Linux Perf Users
 help / color / mirror / Atom feed
From: sashiko-bot@kernel.org
To: "Leo Yan" <leo.yan@arm.com>
Cc: linux-perf-users@vger.kernel.org
Subject: Re: [PATCH] perf/core: Use AUX pause/resume for throttling
Date: Thu, 14 May 2026 21:10:48 +0000	[thread overview]
Message-ID: <20260514211048.BFB21C2BCB3@smtp.kernel.org> (raw)
In-Reply-To: <20260514-aux-throttle-fix-v1-1-92bdc84f5922@arm.com>

Thank you for your contribution! Sashiko AI review found 5 potential issue(s) to consider:
- [High] The event->hw.aux_paused flag is permanently leaked when an event is unthrottled during a context switch, leaving the event paused forever.
- [High] Throttling overwrites and breaks the user-configured aux-action=pause state, overriding user intent.
- [High] Throttle requests from NMIs can be silently dropped due to the recursion guard in perf_event_aux_pause().
- [High] Throttling silently fails to stop the PMU if the event does not have a mapped ring buffer.
- [High] The commit restricts its fix to PMUs with PERF_PMU_CAP_AUX_PAUSE, leaving other AUX PMUs broken and vulnerable to the same WARN_ON_ONCE(nest).
--

commit 1ca7736295ce051e131ce2cca7c64a9e4d034b68
Author: Leo Yan <leo.yan@arm.com>

perf/core: Use AUX pause/resume for throttling

Since commit 9734e25fbf5a ("perf: Fix the throttle logic for a group"), perf
throttles events in a group with pmu->stop(event, 0) and unthrottles them
with pmu->start(event, 0). For AUX trace PMUs, these callbacks also manage
AUX output state, which can trigger a kernel warning. This commit uses
perf_event_aux_pause() for throttling when the PMU supports it.

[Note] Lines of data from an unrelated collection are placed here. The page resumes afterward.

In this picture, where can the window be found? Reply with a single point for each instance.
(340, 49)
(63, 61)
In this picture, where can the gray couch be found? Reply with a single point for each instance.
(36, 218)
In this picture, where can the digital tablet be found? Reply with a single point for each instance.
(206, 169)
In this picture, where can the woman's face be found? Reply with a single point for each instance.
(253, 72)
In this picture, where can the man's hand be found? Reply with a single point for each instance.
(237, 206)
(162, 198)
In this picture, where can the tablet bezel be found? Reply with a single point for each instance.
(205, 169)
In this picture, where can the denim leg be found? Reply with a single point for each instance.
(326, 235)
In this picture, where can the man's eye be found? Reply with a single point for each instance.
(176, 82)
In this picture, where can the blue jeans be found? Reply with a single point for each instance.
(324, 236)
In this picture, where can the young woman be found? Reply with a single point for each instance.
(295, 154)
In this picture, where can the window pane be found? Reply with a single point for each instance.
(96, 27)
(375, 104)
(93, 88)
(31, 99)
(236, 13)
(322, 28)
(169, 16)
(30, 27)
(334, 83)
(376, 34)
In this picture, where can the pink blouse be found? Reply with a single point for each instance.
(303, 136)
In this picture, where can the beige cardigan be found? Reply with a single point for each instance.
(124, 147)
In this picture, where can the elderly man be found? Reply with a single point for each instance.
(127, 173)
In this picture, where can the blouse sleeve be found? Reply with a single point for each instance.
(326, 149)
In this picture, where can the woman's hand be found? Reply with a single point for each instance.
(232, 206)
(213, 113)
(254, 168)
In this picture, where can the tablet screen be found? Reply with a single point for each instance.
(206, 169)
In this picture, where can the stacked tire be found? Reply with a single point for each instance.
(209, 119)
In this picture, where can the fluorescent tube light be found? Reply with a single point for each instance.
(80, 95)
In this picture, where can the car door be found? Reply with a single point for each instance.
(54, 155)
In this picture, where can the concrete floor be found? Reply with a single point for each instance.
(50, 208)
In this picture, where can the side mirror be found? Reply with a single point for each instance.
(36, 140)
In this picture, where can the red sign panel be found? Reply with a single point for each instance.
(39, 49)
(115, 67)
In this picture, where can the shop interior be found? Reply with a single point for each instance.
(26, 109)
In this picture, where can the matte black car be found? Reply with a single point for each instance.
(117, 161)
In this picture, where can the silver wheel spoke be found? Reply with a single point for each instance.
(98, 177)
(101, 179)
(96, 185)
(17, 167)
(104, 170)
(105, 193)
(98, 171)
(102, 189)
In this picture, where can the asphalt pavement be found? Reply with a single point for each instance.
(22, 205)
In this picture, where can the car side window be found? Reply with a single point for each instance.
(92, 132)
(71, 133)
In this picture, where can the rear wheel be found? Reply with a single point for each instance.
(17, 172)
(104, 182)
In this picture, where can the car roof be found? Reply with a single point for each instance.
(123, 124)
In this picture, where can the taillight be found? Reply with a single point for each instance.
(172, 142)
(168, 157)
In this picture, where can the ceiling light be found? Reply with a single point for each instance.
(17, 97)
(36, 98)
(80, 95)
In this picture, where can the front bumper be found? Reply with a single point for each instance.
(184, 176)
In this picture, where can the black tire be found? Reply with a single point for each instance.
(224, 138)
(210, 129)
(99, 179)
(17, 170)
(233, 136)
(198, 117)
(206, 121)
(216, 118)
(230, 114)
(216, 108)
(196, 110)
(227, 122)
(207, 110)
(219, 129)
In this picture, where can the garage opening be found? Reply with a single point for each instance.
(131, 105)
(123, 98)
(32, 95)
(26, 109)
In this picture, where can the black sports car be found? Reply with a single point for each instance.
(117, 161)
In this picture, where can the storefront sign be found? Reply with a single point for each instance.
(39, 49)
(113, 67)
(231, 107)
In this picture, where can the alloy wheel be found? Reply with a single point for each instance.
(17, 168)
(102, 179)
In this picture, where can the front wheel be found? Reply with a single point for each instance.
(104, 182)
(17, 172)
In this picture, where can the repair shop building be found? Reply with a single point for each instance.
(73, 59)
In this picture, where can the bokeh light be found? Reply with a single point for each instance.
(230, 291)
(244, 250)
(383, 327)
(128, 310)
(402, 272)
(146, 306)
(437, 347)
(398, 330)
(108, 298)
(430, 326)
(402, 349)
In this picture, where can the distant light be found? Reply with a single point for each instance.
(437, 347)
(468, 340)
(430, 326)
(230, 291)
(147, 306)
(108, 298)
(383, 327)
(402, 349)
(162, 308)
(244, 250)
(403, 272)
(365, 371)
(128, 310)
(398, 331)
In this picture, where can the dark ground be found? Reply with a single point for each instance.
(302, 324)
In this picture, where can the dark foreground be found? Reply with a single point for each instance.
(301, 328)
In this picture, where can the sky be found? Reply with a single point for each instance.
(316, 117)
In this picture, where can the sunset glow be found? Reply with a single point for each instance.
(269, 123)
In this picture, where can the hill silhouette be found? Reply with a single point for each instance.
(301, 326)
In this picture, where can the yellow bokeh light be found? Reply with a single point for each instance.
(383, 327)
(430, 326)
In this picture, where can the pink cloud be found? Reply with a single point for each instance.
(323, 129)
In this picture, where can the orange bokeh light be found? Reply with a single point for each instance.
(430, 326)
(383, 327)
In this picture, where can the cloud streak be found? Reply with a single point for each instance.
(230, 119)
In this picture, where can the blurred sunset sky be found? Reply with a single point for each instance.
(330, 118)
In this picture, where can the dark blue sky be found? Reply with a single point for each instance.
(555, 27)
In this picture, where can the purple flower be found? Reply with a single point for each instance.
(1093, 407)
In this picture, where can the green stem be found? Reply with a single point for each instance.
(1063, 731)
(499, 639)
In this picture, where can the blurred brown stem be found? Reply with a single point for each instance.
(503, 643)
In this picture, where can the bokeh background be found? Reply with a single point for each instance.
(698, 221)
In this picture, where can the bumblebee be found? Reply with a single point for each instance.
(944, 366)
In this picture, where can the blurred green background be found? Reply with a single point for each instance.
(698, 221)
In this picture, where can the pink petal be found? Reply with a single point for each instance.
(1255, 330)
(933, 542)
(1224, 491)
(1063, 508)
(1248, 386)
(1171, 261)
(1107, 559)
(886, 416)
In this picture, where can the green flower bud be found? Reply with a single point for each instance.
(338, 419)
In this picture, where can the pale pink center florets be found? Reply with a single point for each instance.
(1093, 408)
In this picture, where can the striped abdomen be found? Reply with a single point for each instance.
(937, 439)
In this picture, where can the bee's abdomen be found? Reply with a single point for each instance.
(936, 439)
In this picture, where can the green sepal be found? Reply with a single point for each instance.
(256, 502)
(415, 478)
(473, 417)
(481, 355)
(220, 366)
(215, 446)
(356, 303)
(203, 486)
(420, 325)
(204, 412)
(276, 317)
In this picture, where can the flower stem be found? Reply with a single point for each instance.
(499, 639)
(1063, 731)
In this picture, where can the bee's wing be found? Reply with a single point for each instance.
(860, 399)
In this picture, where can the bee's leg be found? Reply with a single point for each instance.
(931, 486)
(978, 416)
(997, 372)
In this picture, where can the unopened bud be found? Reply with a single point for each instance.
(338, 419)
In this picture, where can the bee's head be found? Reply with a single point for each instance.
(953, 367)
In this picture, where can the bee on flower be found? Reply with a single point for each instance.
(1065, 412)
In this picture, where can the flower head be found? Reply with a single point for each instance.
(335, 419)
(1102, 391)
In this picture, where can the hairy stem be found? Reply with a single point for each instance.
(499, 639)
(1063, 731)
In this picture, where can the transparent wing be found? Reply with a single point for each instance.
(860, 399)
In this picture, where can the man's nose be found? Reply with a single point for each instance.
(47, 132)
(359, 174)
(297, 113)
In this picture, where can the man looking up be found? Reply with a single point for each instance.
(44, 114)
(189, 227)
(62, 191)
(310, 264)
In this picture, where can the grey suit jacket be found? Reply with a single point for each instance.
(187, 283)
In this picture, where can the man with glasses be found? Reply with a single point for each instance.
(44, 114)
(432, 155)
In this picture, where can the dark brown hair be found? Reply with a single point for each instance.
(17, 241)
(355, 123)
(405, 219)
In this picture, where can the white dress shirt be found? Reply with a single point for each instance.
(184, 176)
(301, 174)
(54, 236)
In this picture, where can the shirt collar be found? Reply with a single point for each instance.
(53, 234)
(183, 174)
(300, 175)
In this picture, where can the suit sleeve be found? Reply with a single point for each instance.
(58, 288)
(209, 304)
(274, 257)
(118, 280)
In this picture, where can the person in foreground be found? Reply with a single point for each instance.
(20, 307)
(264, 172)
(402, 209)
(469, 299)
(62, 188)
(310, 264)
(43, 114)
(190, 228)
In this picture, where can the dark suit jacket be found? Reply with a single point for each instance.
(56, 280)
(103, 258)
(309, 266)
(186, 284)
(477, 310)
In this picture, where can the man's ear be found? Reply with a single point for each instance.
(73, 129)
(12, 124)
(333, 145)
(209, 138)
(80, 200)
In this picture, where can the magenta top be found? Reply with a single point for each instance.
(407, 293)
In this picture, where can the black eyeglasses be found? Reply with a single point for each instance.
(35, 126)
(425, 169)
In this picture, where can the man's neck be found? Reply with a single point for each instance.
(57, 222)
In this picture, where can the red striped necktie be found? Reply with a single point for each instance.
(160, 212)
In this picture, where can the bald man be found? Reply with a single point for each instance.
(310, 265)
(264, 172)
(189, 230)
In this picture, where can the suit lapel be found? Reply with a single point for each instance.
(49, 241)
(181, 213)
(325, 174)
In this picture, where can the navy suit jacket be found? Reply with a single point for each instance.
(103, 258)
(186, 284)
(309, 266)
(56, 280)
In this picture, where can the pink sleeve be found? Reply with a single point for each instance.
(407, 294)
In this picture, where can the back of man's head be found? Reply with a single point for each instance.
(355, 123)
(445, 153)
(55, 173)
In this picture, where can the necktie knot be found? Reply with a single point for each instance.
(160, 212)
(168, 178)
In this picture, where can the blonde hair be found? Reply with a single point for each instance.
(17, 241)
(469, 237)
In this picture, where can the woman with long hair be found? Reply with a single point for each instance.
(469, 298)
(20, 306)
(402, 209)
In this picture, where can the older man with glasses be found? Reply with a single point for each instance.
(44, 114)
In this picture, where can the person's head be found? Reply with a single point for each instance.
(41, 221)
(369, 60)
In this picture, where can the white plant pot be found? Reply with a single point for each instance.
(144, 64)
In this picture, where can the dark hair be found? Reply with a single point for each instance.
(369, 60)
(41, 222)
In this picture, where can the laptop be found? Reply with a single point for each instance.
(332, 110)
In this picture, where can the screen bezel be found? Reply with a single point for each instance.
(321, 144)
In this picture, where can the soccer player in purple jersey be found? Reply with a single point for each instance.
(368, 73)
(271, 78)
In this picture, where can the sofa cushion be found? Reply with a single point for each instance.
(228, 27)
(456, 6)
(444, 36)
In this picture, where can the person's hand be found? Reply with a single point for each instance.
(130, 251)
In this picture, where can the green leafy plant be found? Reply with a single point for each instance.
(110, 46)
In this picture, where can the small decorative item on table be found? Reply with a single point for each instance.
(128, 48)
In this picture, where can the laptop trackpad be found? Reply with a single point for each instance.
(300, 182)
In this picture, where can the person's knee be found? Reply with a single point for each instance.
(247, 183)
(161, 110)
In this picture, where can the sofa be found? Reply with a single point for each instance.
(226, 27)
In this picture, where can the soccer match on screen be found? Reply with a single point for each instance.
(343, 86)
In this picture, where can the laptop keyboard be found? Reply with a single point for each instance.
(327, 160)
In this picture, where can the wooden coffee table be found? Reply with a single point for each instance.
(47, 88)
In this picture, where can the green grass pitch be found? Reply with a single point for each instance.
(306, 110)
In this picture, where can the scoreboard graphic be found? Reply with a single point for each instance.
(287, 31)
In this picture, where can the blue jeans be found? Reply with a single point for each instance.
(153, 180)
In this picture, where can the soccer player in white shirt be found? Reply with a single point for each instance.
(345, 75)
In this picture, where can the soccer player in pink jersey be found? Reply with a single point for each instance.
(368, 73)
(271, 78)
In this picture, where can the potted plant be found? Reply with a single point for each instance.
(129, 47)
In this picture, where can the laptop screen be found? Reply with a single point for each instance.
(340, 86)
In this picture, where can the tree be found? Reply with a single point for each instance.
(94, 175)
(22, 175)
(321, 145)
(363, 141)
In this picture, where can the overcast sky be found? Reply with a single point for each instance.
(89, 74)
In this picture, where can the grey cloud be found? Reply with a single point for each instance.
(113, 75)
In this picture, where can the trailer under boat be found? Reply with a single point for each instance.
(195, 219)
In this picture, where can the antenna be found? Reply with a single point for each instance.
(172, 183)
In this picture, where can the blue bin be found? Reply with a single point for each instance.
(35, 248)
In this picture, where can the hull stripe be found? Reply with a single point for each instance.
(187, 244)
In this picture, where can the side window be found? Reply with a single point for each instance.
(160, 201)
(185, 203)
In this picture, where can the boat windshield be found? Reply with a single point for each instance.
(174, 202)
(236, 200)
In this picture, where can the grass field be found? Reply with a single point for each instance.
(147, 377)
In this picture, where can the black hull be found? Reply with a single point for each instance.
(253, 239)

> diff --git a/kernel/events/core.c b/kernel/events/core.c
> index 7935d5663944e..33d049b9cccfa 100644
> --- a/kernel/events/core.c
> +++ b/kernel/events/core.c

[ ... ]

> @@ -2763,8 +2764,14 @@ static void perf_event_unthrottle(struct perf_event *event, bool start)
>  		return;
>  
>  	event->hw.interrupts = 0;
> -	if (start)
> -		event->pmu->start(event, 0);
> +
> +	if (start) {
> +		if (event->pmu->capabilities & PERF_PMU_CAP_AUX_PAUSE)
> +			perf_event_aux_pause(event, false);

If a task is scheduled out, the throttled event is stopped. When scheduled
back in, event_sched_in() detects the throttle state and calls
perf_event_unthrottle(event, false). Because start is false, the call to
perf_event_aux_pause(event, false) is skipped, meaning event->hw.aux_paused
is never cleared.

When event_sched_in() subsequently calls event->pmu->add(event, PERF_EF_START),
PMU drivers check the leaked event->hw.aux_paused flag. Seeing it as 1, does
this cause a regression where the hardware starts in a paused state and never
resumes tracing?

Additionally, if a user or BPF program explicitly pauses an AUX event (e.g.,
via aux-action=pause), event->hw.aux_paused is set to 1. If a sibling event
overflows, the kernel throttles the group.

When the group is subsequently unthrottled, this calls
perf_event_aux_pause(event, false) which clears hw.aux_paused and resumes the
PMU. Could this unconditionally override the user's explicit pause request,
starting tracing when it was intentionally halted?

> +		else
> +			event->pmu->start(event, 0);

This isn't a bug introduced by this patch, but doesn't restricting this fix to
PMUs with PERF_PMU_CAP_AUX_PAUSE leave other AUX PMUs broken?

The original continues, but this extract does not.